Multiple myeloma (MM) is a type of cancer that comes from blood cells called plasma cells. Considerable progress has been made in the treatment of MM with proteasome inhibitors (PI) such as bortezomib (Velcade) and immunomodulators (IM) such as lenalidomide (Revlimid). Proteasomes are large molecules present in all body cells. They break down and remove damaged proteins. MM cells rely on proteasomes to multiply and spread. PI blocks the action of proteasomes, therefore preventing myeloma cells from growing and multiplying. IM stimulates the immune system and can help to block cancer growth. However, relapses (the tumor grows after treatment) are quite common.

Daratumumab is an immunotherapy drug which directly targets the cancer cells to kill them. Daratumumab combined with PIs or IMs has been previously shown to improve the survival outcomes in patients with previously treated unresponsive MM. However, in clinical trials, patients are carefully selected to be fit and without additional medical conditions. Older patients and those with other medical conditions are commonly excluded. Therefore, the effectiveness of daratumumab­-based therapy in real-world patients with MM is not known.

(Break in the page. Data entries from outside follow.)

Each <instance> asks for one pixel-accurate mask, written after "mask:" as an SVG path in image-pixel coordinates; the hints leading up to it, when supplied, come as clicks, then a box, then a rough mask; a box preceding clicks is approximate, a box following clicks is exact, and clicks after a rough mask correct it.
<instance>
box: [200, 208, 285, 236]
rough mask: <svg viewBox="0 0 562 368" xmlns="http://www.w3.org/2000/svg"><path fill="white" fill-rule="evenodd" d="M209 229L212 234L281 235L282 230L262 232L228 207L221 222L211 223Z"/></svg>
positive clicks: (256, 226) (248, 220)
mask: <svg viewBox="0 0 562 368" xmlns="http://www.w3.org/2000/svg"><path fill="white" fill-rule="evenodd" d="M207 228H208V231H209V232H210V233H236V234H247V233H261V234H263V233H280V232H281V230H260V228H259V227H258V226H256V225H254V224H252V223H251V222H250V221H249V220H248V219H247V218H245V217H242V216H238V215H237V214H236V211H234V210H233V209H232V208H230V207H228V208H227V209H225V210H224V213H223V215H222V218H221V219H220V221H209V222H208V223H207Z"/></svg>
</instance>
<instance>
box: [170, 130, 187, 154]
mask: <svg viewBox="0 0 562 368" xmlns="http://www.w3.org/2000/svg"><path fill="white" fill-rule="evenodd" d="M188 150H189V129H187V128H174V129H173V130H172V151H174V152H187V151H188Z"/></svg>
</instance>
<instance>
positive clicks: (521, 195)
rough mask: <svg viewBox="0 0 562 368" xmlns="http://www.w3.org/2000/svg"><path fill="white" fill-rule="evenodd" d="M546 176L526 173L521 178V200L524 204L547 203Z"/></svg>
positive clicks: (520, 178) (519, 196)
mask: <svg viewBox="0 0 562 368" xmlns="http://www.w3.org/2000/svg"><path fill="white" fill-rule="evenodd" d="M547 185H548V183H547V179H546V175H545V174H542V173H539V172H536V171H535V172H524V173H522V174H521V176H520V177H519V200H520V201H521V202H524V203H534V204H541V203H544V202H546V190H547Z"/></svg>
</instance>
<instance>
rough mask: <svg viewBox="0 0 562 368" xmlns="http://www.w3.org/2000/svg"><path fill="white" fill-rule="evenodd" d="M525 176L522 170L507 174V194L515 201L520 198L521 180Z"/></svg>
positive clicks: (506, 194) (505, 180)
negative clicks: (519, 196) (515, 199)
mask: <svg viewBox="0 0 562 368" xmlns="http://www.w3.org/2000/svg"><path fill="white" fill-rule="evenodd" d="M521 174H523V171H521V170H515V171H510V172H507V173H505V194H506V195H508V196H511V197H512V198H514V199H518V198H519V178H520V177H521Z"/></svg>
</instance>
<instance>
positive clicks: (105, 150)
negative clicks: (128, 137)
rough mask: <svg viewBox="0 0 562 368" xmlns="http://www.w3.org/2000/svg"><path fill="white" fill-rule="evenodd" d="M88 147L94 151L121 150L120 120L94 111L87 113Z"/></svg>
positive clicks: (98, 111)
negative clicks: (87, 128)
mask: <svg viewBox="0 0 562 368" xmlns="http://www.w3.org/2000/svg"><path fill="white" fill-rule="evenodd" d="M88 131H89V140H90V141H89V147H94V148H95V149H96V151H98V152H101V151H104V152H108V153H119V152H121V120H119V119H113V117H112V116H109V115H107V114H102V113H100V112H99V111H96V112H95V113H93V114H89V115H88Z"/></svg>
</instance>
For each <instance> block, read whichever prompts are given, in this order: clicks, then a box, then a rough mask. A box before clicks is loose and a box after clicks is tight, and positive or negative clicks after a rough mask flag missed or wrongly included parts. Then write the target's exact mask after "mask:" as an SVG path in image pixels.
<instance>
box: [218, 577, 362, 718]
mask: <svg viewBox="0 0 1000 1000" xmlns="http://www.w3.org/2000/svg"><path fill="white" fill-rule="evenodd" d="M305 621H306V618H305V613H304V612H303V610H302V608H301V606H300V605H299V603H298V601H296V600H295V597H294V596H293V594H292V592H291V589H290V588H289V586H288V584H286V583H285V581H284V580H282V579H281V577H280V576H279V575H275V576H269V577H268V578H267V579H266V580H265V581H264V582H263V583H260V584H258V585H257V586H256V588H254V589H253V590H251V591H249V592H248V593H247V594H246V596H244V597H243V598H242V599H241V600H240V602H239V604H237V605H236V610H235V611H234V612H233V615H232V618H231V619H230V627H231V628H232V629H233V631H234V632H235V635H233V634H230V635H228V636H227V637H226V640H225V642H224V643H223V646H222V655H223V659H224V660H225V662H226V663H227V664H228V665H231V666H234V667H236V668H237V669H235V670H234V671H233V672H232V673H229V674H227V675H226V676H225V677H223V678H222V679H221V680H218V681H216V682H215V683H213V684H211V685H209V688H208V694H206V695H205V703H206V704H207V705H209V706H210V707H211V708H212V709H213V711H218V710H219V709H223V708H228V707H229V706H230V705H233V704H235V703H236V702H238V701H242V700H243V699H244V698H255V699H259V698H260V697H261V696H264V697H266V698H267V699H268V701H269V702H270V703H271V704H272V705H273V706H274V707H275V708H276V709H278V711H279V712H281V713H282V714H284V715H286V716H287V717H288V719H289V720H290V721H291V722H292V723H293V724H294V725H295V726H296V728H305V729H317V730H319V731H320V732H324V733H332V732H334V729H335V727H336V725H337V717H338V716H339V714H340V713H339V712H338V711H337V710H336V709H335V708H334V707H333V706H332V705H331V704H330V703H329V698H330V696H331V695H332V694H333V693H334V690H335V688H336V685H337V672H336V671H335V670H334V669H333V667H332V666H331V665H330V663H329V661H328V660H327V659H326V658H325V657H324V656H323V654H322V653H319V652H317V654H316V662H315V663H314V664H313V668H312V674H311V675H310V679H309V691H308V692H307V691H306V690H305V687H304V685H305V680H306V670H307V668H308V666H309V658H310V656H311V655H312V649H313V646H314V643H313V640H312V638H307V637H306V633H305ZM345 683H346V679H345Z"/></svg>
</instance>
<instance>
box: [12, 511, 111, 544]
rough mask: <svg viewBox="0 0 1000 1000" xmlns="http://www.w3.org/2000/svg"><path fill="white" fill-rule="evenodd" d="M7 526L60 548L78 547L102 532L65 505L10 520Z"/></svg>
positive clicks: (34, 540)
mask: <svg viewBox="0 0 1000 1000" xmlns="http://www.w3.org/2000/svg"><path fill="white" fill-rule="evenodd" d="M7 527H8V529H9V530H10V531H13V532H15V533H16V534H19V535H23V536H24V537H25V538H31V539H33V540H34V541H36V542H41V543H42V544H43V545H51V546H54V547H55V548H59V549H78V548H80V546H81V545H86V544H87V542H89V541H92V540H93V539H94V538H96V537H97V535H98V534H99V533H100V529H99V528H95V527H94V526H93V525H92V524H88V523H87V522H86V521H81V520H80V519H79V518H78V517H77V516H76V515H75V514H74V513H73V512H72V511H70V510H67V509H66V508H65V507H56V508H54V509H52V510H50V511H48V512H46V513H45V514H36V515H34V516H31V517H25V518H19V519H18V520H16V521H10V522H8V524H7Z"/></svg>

The study involved 635 patients with MM. Patients were divided into 4 groups based on the treatment combinations they received. Group 1 included 176 patients who received daratumumab alone. Group 2 included 364 patients who received daratumumab combined with IM. Group 3 included 71 patients who received daratumumab combined with PI. Group 4 included 24 patients who received daratumumab plus other combinations. The average follow-up time was 18 months.

The average number of lines of therapy given before daratumumab was 5 for group 1, 3 for group 2, 4 for group 2, and 2 for group 4.

The overall response rate (ORR; partial or complete disappearance of cancer) was 44.9% for group 1, 80.5% for group 2, 60.6% for group 3, and 54.2% for group 4.

The average time until a need for further treatment was 4.9 months for group 1, 16.1 months for group 2, 5.3 months for group 3, and 5.6 months for group 4.

Daratumumab when used in early lines of therapy was associated with better outcomes. Patients with a high risk of chromosomal abnormalities had worse outcomes, but patients with amplification 1q had similar outcomes to standard-risk patients.

This study concluded that daratumumab-based therapy in real-world patients with MM was not as effective as in clinical trials. Daratumumab provided the most benefit when used in combination with IMs and in early lines of therapy.

This study only included patients from Denmark. The follow-up time was too short. It also included a high number of patients with a high risk of chromosomal abnormalities.